Probabilist’s notation
- Let \(X\) denote a random variable.
- The notation \((X = 1)\) or \((X \in E)\) is invalid in set theory.
- Therefore, probabilists “gave it a meaning” as follows:
\[(X = 1) = \{s : X(s) = 1\}.\]
Example: Consider \(X(s) = 1\) if \(s\) is odd, and \(X(s) = 0\) otherwise. Then \((X = 1)\) corresponds to the red circle.
Conventions: probability vs Bayesian
Probability convention:
- Random variables are denoted with capitals in probability theory
- The same letter in small cap is used for a dummy variable holding the output of the random variable.
- Note: “A dummy variable holding the output of the random variable” is called a realization.
- Example: \(X\) for the random variable and \(x\) for its realization.
- We will start off using this convention in the first few weeks.
Bayesian statistics convention:
- Often the capitalization convention is not used in the Bayesian statistics literature.

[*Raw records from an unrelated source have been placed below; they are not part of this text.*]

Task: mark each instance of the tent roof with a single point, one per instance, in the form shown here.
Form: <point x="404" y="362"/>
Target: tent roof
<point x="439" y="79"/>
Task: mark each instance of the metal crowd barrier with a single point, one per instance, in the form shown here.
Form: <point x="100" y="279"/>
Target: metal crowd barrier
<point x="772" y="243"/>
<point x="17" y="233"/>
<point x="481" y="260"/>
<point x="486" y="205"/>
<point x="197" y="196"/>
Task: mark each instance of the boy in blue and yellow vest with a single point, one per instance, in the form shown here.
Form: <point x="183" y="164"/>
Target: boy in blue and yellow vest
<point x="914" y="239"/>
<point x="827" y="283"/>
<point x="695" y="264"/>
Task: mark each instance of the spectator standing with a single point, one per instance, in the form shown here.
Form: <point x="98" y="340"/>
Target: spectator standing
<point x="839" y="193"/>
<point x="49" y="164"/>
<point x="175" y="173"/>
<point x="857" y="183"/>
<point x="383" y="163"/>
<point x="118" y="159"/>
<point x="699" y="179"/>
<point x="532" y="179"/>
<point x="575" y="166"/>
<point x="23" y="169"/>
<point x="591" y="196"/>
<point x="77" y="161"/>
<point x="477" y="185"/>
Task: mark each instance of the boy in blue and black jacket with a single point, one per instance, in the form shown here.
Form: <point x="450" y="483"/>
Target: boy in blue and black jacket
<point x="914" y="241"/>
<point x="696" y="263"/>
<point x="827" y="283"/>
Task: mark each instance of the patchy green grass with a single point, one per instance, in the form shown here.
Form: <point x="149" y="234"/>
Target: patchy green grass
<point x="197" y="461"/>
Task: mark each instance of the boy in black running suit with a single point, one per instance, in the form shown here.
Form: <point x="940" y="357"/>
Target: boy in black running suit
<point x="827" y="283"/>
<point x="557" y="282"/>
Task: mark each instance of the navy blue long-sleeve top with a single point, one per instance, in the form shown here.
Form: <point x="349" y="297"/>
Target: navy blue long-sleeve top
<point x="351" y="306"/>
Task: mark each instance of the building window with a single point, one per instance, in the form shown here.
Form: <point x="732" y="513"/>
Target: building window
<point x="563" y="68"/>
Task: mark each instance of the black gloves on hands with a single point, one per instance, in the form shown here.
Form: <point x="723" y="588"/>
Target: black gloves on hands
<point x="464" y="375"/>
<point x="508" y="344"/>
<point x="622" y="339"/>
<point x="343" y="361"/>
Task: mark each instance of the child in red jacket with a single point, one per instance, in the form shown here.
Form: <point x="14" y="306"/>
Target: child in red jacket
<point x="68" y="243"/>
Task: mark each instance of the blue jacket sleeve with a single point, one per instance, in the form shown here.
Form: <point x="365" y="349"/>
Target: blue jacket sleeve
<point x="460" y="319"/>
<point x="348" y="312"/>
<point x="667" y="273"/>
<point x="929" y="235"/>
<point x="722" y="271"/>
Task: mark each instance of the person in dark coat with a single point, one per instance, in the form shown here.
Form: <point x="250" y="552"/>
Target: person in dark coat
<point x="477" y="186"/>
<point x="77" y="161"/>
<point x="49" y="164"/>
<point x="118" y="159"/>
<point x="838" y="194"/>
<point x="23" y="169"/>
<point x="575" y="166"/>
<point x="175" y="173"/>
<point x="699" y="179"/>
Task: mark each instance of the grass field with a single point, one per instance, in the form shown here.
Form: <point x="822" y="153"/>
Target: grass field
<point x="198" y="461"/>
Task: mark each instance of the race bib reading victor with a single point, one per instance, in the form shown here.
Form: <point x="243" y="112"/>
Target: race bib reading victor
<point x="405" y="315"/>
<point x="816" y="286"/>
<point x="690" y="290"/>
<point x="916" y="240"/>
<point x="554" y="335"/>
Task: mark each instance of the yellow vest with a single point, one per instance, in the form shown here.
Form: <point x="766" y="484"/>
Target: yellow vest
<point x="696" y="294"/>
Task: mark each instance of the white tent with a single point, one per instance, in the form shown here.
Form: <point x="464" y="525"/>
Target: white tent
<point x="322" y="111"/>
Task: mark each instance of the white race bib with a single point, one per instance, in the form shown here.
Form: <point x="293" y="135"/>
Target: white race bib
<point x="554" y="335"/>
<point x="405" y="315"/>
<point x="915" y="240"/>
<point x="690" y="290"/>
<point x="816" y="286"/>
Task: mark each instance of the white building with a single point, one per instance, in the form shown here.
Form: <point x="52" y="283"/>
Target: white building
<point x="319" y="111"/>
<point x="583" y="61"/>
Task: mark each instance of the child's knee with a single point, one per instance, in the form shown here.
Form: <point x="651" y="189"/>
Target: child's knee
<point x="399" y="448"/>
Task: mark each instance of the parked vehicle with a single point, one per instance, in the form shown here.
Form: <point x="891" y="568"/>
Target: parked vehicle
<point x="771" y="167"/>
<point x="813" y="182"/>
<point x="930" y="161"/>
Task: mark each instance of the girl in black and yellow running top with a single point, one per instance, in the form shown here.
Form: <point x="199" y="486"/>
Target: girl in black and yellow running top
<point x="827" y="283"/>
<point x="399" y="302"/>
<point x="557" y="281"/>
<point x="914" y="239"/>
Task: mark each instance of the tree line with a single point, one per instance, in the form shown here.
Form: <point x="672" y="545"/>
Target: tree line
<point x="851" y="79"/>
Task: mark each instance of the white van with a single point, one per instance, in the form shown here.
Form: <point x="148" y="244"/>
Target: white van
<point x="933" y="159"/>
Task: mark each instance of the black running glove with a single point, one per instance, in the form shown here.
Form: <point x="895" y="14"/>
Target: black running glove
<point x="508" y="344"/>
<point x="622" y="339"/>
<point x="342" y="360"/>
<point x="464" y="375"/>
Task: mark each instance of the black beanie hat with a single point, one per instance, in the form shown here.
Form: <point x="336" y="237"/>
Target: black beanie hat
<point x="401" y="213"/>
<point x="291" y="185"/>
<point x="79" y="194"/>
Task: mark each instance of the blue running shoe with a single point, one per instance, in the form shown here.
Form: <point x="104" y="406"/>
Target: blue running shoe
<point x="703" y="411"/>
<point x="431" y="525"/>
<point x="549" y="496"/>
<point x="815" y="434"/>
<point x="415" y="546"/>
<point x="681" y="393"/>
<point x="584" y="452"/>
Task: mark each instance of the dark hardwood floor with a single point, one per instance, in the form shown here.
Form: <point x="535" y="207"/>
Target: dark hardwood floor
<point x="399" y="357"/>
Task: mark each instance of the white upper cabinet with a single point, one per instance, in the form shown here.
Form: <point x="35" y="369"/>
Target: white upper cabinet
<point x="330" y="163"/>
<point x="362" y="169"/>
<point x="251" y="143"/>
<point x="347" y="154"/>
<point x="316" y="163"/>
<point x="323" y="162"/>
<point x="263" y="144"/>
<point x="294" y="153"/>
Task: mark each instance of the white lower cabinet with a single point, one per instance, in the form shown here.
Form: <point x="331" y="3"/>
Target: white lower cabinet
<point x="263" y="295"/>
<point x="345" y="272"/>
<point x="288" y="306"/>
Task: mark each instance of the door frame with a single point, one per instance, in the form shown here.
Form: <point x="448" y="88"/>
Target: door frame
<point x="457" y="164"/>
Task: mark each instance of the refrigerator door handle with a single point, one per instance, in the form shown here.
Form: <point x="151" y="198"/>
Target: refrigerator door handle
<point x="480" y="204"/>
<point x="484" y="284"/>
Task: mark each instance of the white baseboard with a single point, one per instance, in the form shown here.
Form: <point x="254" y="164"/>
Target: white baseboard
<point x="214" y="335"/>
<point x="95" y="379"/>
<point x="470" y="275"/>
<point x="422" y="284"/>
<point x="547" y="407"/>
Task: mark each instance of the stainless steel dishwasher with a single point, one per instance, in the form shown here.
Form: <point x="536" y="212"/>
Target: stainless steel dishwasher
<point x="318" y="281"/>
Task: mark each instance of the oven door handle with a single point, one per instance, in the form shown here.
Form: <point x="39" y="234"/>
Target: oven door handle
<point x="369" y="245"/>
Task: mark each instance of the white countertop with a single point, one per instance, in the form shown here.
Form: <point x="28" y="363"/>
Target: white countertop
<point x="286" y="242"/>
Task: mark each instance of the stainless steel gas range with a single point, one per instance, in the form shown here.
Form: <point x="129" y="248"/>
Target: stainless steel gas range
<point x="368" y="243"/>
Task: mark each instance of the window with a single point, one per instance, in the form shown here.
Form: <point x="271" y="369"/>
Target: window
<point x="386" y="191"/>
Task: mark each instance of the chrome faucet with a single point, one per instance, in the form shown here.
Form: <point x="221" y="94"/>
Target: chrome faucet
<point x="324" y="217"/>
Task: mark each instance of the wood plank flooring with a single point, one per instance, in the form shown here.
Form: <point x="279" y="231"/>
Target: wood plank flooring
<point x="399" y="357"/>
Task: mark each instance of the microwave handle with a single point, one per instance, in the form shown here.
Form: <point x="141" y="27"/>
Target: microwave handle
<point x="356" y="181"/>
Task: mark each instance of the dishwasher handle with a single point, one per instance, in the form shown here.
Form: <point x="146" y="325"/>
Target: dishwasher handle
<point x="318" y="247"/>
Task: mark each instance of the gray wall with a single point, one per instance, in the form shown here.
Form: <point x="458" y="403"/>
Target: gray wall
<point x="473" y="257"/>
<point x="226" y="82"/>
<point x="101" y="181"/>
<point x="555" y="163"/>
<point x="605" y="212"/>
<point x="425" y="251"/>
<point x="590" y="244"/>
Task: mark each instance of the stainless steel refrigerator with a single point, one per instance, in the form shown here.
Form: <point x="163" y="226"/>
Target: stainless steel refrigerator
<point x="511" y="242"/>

- Hence we will eventually drop the probability theory capitalization convention.
More conventions
- \(X\): unobserved random variable (synonym of “unobserved”: latent)
- \(Y\): observed random variable
More precisely:
- \(Y\) is the “mechanism of observation”..
- whereas the actual observation is a realization \(y\) of \(Y\).
Extension
A random vector is a function from a sample space to \(\mathbb{R}^n\).
Example in Bayesian statistics: the vector \((X, Y)\) containing both the unobserved and observed quantities.